M2 macrophage-derived exosomes alleviate KCa3.1 channel expression in rapidly paced HL-1 myocytes via the NF-κB (p65)/STAT3 signaling pathway

The present study was designed to explore the role of M2 macrophage-derived exosomes (M2-exos) on the KCa3.1 channel in a cellular atrial fibrillation (AF) model using rapidly paced HL-1 myocytes. M2 macrophages and M2-exos were isolated and identified. MicroRNA (miR)-146a-5p levels in M2 macrophages and M2-exos were quantified using reverse transcription-quantitative PCR (RT-qPCR). HL-1 myocytes were randomly divided into six groups: Control group, pacing group, pacing + coculture group (pacing HL-1 cells cocultured with M2-exos), pacing + mimic-miR-146a-5p group, pacing + NC-miR-146a-5p group and pacing + pyrrolidine dithiocarbamate (PDTC; a special blocker of the NF-kappa B signaling pathway) group. Transmission electron microscopy, nanoparticle tracking analysis, western blotting, RT-qPCR and immunohistochemistry were performed in the present study. A whole-cell clamp was also applied to record the current density of KCa3.1 and action potential duration (APD) in each group.
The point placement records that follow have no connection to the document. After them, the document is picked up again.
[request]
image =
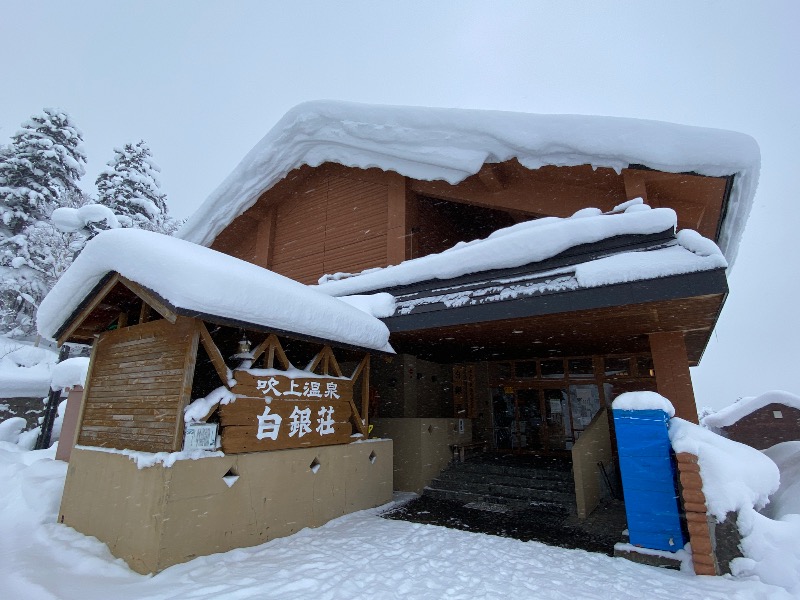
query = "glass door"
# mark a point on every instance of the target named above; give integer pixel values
(529, 420)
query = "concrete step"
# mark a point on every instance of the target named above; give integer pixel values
(512, 493)
(512, 471)
(464, 497)
(475, 477)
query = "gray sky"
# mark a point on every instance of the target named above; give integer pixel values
(202, 82)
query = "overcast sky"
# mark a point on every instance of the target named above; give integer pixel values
(202, 82)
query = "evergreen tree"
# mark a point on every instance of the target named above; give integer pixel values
(130, 187)
(39, 172)
(39, 168)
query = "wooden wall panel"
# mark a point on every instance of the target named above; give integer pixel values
(137, 387)
(239, 239)
(333, 223)
(761, 429)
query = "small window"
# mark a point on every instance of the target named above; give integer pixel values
(644, 366)
(617, 367)
(503, 370)
(525, 369)
(553, 369)
(581, 368)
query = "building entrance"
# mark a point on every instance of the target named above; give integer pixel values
(544, 405)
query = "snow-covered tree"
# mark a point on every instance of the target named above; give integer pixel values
(40, 167)
(130, 187)
(39, 172)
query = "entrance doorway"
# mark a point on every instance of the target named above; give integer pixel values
(544, 405)
(542, 418)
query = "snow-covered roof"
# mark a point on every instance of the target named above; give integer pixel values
(534, 241)
(195, 279)
(735, 477)
(747, 406)
(25, 370)
(452, 144)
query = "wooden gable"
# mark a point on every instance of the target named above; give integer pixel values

The results revealed that miR-146a-5p was highly expressed in both M2 macrophages and M2-exos. Pacing HL-1 cells led to a shorter APD, an increased KCa3.1 current density and higher protein levels of KCa3.1, phosphorylated (p-)NF-kappa B p65, p-STAT3 and IL-1 beta compared with the control group. M2-exos, miR-146a-5p-mimic and PDTC both reduced the protein expression of KCa3.1, p-NF-kappa B p65, p-STAT3 and IL-1 beta and the current density of KCa3.1, resulting in a longer APD in the pacing HL-1 cells. In conclusion, M2-exos and their cargo, which comprised miR-146a-5p, decreased KCa3.1 expression and IL-1 beta secretion in pacing HL-1 cells via the NF-kappa B/STAT3 signaling pathway, limiting the shorter APD caused by rapid pacing.